Hessler encourages other Americans here to study Chinese because it shows respect for the culture. He also notes that today more people are studying English in China than speaking it in the USA.
His next book, Oracle Bones, due in April, will explore Chinese-U.S. themes.
His advice: Be persistent.
"I learned the need to be patient, persistent and not easily intimidated," he says.
Patience is profitable
Businessman Peter Zenello, 48, learned the hard way about the importance of communication. "When I arrived to study in 1984, China really was a hardship tour. The Chinese were afraid to sit down and talk to you," he says.
Zenello, from Plymouth, Mass., finally found language partners in a public park near the imperial lakes of Beijing, where toothless old men paraded their caged birds and sang opera. Today the Shichahai neighborhood is a bustling district of bars and restaurants popular with the expatriate community and the capital's nouveau riche.
In 1987, Zenello joined pioneering U.S. firm Chindex, which distributes medical equipment here. Never forgetting that "doing business in China is a fight," Zenello and colleagues earned "face" locally by staying in China after the government cracked down on pro-democracy protesters in Tiananmen Square in 1989. Many other foreign firms pulled out.

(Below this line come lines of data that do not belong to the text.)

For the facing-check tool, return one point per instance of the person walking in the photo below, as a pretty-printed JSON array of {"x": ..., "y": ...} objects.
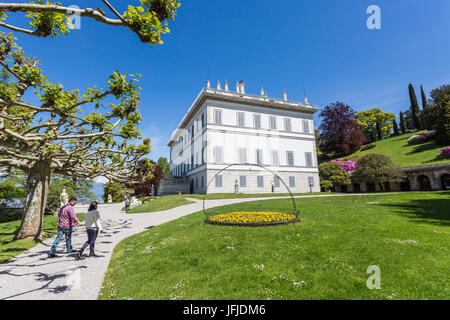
[
  {"x": 127, "y": 204},
  {"x": 67, "y": 220},
  {"x": 93, "y": 227}
]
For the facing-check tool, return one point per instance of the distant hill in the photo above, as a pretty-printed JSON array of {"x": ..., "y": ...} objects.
[{"x": 405, "y": 155}]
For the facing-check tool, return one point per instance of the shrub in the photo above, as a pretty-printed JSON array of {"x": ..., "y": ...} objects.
[
  {"x": 331, "y": 174},
  {"x": 368, "y": 147},
  {"x": 347, "y": 166},
  {"x": 376, "y": 168},
  {"x": 446, "y": 152}
]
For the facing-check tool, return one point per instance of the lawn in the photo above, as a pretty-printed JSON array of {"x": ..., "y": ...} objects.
[
  {"x": 161, "y": 204},
  {"x": 326, "y": 256},
  {"x": 405, "y": 155},
  {"x": 10, "y": 248}
]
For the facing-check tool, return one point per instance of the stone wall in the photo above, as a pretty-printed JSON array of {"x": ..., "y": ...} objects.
[{"x": 424, "y": 178}]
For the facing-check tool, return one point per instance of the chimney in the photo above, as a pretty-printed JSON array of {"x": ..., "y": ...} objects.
[{"x": 242, "y": 85}]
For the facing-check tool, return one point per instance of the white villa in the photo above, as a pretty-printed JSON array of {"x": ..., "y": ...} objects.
[{"x": 224, "y": 128}]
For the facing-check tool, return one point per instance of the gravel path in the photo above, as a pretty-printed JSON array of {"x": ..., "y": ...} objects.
[{"x": 33, "y": 276}]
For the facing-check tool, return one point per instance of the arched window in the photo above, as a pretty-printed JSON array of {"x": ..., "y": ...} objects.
[{"x": 424, "y": 183}]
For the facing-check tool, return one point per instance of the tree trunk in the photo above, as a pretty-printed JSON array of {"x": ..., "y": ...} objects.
[{"x": 34, "y": 208}]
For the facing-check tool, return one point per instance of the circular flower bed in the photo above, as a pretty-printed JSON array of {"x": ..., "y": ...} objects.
[{"x": 252, "y": 219}]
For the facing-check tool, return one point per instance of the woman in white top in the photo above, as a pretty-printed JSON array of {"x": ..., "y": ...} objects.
[{"x": 93, "y": 227}]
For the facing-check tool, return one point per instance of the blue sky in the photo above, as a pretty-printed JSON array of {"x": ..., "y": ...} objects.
[{"x": 275, "y": 44}]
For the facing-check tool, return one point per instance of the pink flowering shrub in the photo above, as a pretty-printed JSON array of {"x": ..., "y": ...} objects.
[
  {"x": 446, "y": 152},
  {"x": 348, "y": 166}
]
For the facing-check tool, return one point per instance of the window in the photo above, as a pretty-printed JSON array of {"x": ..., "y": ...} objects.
[
  {"x": 275, "y": 160},
  {"x": 306, "y": 126},
  {"x": 218, "y": 116},
  {"x": 276, "y": 182},
  {"x": 260, "y": 182},
  {"x": 308, "y": 159},
  {"x": 290, "y": 158},
  {"x": 273, "y": 123},
  {"x": 259, "y": 156},
  {"x": 257, "y": 121},
  {"x": 218, "y": 181},
  {"x": 291, "y": 182},
  {"x": 240, "y": 119},
  {"x": 243, "y": 181},
  {"x": 218, "y": 158},
  {"x": 242, "y": 156},
  {"x": 287, "y": 125}
]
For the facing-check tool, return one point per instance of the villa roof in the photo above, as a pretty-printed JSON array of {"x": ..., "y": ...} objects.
[{"x": 241, "y": 98}]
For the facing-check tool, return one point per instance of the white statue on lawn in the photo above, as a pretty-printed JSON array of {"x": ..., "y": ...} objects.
[{"x": 64, "y": 198}]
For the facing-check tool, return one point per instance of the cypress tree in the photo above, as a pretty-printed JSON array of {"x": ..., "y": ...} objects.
[
  {"x": 379, "y": 133},
  {"x": 415, "y": 110},
  {"x": 395, "y": 127},
  {"x": 402, "y": 123},
  {"x": 425, "y": 116}
]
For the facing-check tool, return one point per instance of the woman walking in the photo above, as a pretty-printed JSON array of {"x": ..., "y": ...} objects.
[{"x": 93, "y": 227}]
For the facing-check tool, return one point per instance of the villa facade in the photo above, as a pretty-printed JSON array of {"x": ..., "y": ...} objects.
[{"x": 224, "y": 128}]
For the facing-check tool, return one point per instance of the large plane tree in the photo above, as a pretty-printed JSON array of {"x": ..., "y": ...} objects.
[{"x": 79, "y": 134}]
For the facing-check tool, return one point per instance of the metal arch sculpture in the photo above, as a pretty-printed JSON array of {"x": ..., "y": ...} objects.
[{"x": 254, "y": 165}]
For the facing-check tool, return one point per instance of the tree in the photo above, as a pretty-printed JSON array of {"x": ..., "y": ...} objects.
[
  {"x": 395, "y": 127},
  {"x": 150, "y": 175},
  {"x": 424, "y": 120},
  {"x": 164, "y": 165},
  {"x": 79, "y": 188},
  {"x": 57, "y": 136},
  {"x": 340, "y": 132},
  {"x": 415, "y": 110},
  {"x": 376, "y": 168},
  {"x": 379, "y": 133},
  {"x": 12, "y": 185},
  {"x": 117, "y": 190},
  {"x": 440, "y": 113},
  {"x": 402, "y": 123},
  {"x": 147, "y": 20},
  {"x": 331, "y": 175},
  {"x": 368, "y": 121}
]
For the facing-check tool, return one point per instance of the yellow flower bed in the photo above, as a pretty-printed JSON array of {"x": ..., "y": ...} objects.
[{"x": 252, "y": 218}]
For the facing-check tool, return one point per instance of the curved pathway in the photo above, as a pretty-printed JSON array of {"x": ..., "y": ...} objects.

As China sped up on the road to capitalism, Zenello's ambitions grew. Eventually, he established distribution networks for other medical companies and now works with his Chinese wife — their company is called Mei United — to export Inner Mongolian sheep products and bring American jazz performances and education to China.
His advice: Be patient.
"China can be a land of opportunity. But many foreigners leave their brains at home. If you know the system, have the time and patience, you can get things done, and that's what makes it exciting."
Dancing brings discovery
Dancer Aly Rose says she has had many exciting moments in China.

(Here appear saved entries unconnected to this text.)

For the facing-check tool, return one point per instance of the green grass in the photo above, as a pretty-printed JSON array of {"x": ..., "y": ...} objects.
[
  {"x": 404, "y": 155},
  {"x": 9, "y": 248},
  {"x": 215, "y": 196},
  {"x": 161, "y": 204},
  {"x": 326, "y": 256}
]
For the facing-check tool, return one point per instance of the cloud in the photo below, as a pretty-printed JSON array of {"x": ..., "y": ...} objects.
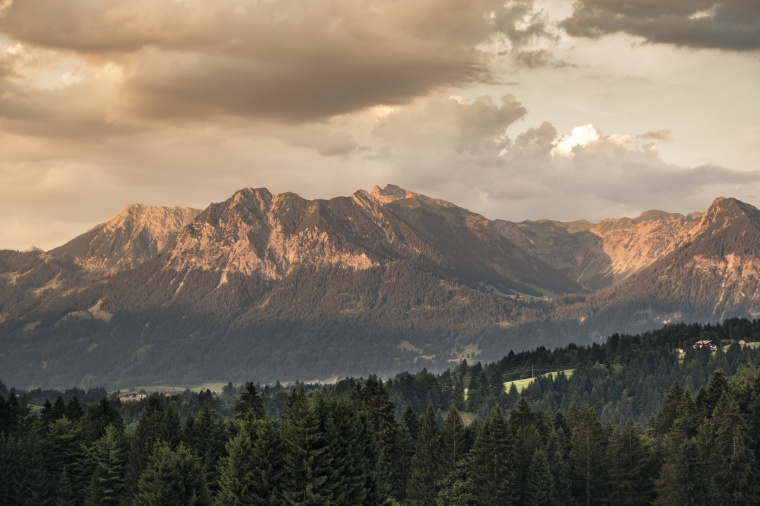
[
  {"x": 660, "y": 135},
  {"x": 583, "y": 174},
  {"x": 731, "y": 25},
  {"x": 289, "y": 61},
  {"x": 477, "y": 127}
]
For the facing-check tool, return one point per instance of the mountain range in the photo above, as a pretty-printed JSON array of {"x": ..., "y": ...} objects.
[{"x": 269, "y": 287}]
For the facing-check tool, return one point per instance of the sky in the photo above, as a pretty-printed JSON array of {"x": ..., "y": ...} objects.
[{"x": 524, "y": 109}]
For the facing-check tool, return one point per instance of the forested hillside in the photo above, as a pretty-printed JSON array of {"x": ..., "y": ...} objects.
[
  {"x": 281, "y": 287},
  {"x": 641, "y": 419}
]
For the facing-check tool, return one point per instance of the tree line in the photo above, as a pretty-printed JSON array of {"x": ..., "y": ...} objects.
[{"x": 367, "y": 441}]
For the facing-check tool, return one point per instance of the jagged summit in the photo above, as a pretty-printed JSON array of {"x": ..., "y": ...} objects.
[
  {"x": 391, "y": 193},
  {"x": 317, "y": 284},
  {"x": 136, "y": 234}
]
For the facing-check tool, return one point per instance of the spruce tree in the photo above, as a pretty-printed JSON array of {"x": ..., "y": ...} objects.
[
  {"x": 250, "y": 406},
  {"x": 172, "y": 478},
  {"x": 734, "y": 465},
  {"x": 588, "y": 470},
  {"x": 307, "y": 462},
  {"x": 107, "y": 459},
  {"x": 147, "y": 433},
  {"x": 540, "y": 487},
  {"x": 492, "y": 462},
  {"x": 457, "y": 489},
  {"x": 453, "y": 441},
  {"x": 628, "y": 467},
  {"x": 424, "y": 473}
]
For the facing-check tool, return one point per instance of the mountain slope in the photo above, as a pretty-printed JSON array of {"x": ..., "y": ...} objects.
[
  {"x": 265, "y": 286},
  {"x": 136, "y": 234},
  {"x": 714, "y": 273}
]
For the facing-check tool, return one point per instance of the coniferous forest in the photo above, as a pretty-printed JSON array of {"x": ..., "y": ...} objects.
[{"x": 638, "y": 419}]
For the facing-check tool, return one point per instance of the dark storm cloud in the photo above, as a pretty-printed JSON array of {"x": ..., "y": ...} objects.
[
  {"x": 290, "y": 61},
  {"x": 732, "y": 25}
]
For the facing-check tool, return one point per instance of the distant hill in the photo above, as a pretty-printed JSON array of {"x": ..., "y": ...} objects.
[{"x": 269, "y": 286}]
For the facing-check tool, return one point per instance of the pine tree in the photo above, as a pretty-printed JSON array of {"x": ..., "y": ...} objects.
[
  {"x": 172, "y": 478},
  {"x": 171, "y": 426},
  {"x": 339, "y": 423},
  {"x": 735, "y": 469},
  {"x": 587, "y": 457},
  {"x": 669, "y": 410},
  {"x": 107, "y": 459},
  {"x": 492, "y": 462},
  {"x": 250, "y": 406},
  {"x": 307, "y": 462},
  {"x": 453, "y": 441},
  {"x": 540, "y": 489},
  {"x": 627, "y": 463},
  {"x": 236, "y": 472},
  {"x": 207, "y": 435},
  {"x": 457, "y": 489},
  {"x": 424, "y": 473},
  {"x": 147, "y": 433},
  {"x": 684, "y": 477},
  {"x": 64, "y": 492}
]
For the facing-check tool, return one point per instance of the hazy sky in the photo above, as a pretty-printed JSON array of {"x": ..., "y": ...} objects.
[{"x": 520, "y": 110}]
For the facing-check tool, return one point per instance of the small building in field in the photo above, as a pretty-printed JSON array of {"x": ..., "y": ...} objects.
[{"x": 706, "y": 344}]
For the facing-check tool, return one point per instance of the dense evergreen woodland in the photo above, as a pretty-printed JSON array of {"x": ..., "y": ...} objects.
[{"x": 644, "y": 419}]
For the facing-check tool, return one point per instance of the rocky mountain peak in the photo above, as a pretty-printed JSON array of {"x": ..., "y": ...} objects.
[
  {"x": 723, "y": 212},
  {"x": 391, "y": 193},
  {"x": 136, "y": 234}
]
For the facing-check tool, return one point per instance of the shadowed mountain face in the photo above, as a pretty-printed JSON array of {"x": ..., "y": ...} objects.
[{"x": 268, "y": 287}]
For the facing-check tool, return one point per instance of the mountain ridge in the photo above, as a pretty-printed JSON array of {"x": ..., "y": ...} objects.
[{"x": 262, "y": 285}]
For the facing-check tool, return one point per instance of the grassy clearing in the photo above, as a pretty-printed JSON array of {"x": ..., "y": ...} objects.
[
  {"x": 522, "y": 384},
  {"x": 752, "y": 344},
  {"x": 467, "y": 417},
  {"x": 213, "y": 386}
]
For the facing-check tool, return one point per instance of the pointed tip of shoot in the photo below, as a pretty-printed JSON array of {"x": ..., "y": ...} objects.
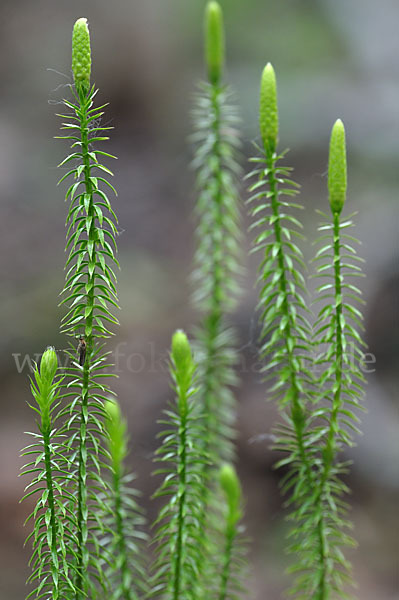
[
  {"x": 116, "y": 428},
  {"x": 81, "y": 55},
  {"x": 337, "y": 180},
  {"x": 214, "y": 41},
  {"x": 268, "y": 112},
  {"x": 181, "y": 351},
  {"x": 49, "y": 364}
]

While taking a Chinese-language exam in the southwestern city of Kunming in 1999, a brick smashed through a window. It had been thrown at her by protesters angry about the accidental bombing of the Chinese Embassy in Belgrade, Yugoslavia, during U.S.-led NATO airstrikes.

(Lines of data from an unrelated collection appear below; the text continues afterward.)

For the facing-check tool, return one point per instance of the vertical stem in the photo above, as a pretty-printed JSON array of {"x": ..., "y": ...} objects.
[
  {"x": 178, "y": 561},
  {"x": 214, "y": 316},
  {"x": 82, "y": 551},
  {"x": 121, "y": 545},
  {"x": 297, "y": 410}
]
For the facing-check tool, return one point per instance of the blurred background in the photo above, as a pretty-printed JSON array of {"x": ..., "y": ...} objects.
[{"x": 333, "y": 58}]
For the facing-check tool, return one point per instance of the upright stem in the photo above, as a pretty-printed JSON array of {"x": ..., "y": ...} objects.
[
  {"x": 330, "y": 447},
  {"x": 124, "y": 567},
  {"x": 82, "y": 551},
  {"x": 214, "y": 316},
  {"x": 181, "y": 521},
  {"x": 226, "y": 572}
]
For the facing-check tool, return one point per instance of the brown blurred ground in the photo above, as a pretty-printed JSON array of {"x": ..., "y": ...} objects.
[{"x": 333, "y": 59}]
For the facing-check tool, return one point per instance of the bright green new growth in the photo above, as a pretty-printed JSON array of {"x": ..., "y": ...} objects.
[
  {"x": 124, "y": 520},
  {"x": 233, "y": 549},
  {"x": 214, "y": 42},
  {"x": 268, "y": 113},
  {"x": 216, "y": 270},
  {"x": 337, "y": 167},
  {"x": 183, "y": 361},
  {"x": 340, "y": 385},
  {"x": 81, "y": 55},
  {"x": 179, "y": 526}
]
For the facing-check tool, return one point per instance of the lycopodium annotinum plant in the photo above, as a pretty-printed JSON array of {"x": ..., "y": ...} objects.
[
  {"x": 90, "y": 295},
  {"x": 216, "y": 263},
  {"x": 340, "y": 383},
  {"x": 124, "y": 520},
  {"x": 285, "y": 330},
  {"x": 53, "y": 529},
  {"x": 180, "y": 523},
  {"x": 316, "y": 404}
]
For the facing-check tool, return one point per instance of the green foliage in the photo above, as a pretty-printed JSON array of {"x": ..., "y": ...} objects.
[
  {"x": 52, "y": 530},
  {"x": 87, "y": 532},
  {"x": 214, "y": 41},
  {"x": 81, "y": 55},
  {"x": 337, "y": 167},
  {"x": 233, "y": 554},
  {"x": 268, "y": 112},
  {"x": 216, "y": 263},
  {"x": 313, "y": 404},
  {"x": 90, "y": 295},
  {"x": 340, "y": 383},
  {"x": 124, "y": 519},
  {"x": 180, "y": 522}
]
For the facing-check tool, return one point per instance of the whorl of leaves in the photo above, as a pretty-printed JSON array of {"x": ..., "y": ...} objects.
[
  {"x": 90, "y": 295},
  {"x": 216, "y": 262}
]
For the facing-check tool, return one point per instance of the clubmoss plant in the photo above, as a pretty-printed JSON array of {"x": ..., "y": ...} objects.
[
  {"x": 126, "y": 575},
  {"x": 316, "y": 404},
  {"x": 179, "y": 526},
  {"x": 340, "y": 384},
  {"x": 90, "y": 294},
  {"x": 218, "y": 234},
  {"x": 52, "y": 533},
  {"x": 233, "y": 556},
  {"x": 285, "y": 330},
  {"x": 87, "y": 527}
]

"I was really scared," says the Galveston, Texas, native. "I thought I was close to this country, but I had become an enemy of the state." She decided to stay, however, and now calls China home.
In 2002, Rose became the first Westerner to graduate from the Beijing Dance Academy, one of Asia's finest. Her teachers never used her name. Instead, they called her "Little American Girl." "I didn't exist as myself. I existed as a country," she says.
Rose, in her early 30s, has prospered here. She has won plaudits and prizes for her choreography and dance. She even brought Broadway to China as choreographer for Lady in the Dark, the first Broadway musical produced on a Chinese stage.
Restrictions on artistic freedom sometimes leave Rose feeling as if she is "dancing with a ball and chain." But she treasures the chance to work in partnership with Chinese dancers and to create "things that have never been seen before."
Her advice: Embrace a new way of life.
"It's like stepping on another planet and breathing a new type of air. But it's more than a whole different culture, there's a whole different worldview and history," she says. "And you don't get anywhere by challenging it."
Pack a strong backbone, too, Rose adds, and be yourself. China is a great place "if you can be spontaneous, ... enjoy the one-on-one with the Chinese people — and be willing to laugh at yourself."